# Do tegu's Smell?



## Kelepingon (Mar 6, 2010)

How bad do tegu's and there poop smell?


----------



## skippy (Mar 6, 2010)

not too bad if you clean up after them. i have had mine stink up the house before though :yik it went away after i removed the dookie.


----------



## TeguKid80 (Mar 6, 2010)

Tegus don't smell but their poo sure as heck does...


----------



## F69erFred (Mar 6, 2010)

Gosh every time my gu craps the hole house stinks we gotta open up all the windows.


----------



## txrepgirl (Mar 7, 2010)

Their poop can smell very bad. Especilly when they had some raw fish filets or hard boiled eggs. But thank God for hard wood and tile floors lol. Most of the time I put my Tegus in the bath tub when they wake up. They go poop in there and this helps a lot.


----------



## Kelepingon (Mar 7, 2010)

haha I expect as much, most animal poop does smell.... I guess just gotta be fast with the paper towels.


----------



## dragonqueen4 (Mar 7, 2010)

It STINKSSSS!!! lol


----------



## Toby_H (Mar 7, 2010)

My Tegu doesn't smell bad at all...

The poop smells horribly for about 5 minutes. But once it dries up a bit it doesn't. When they poo during free roaming it's often a foul experience.

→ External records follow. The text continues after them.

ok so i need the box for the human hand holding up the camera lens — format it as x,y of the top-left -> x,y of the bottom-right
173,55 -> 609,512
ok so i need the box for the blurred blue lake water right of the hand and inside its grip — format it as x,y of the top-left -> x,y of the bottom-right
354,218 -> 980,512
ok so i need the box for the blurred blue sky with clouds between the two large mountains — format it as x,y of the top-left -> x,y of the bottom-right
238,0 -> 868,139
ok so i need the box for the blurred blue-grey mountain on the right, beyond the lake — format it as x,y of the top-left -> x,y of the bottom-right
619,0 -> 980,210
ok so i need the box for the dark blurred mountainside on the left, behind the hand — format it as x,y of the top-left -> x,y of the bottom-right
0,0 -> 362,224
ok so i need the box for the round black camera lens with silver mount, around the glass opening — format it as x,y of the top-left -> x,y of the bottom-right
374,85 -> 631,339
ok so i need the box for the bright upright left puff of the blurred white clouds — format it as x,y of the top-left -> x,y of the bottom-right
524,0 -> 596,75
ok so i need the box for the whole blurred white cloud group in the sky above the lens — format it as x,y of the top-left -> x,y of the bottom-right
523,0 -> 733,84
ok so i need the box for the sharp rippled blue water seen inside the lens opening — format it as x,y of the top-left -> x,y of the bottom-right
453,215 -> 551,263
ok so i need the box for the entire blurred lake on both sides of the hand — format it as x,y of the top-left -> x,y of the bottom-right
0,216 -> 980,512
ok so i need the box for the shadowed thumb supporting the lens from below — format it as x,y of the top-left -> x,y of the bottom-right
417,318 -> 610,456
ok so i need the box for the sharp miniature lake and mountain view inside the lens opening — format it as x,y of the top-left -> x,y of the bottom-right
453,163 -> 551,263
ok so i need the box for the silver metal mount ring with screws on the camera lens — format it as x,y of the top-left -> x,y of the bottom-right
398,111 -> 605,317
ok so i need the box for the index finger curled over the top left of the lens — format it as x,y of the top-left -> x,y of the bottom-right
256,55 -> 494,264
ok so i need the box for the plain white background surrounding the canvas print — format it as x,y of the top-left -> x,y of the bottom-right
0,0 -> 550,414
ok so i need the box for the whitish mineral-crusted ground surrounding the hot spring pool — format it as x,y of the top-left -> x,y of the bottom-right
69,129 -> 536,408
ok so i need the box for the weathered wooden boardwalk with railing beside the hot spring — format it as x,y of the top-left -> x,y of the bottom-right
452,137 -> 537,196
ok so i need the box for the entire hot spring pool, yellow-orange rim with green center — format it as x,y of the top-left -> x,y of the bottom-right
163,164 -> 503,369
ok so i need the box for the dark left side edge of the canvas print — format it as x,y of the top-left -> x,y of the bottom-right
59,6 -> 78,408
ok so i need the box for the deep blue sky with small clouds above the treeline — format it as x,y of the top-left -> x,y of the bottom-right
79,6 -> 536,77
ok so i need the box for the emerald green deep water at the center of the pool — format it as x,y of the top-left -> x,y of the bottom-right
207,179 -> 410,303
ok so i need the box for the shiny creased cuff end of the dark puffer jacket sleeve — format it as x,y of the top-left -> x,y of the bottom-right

I try not to let mine out until after he has 'emptied himself'. I spot clean the cage daily removing the physical waste and the handful of mulch around it. 

I've had people (non reptile owners) say they are surprised the enclosure doesn't smell more than it does...


----------



## Ariel (Jul 28, 2021)

skippy said:


> not too bad if you clean up after them. i have had mine stink up the house before though :yik it went away after i removed the dookie.


lol ookie!"


----------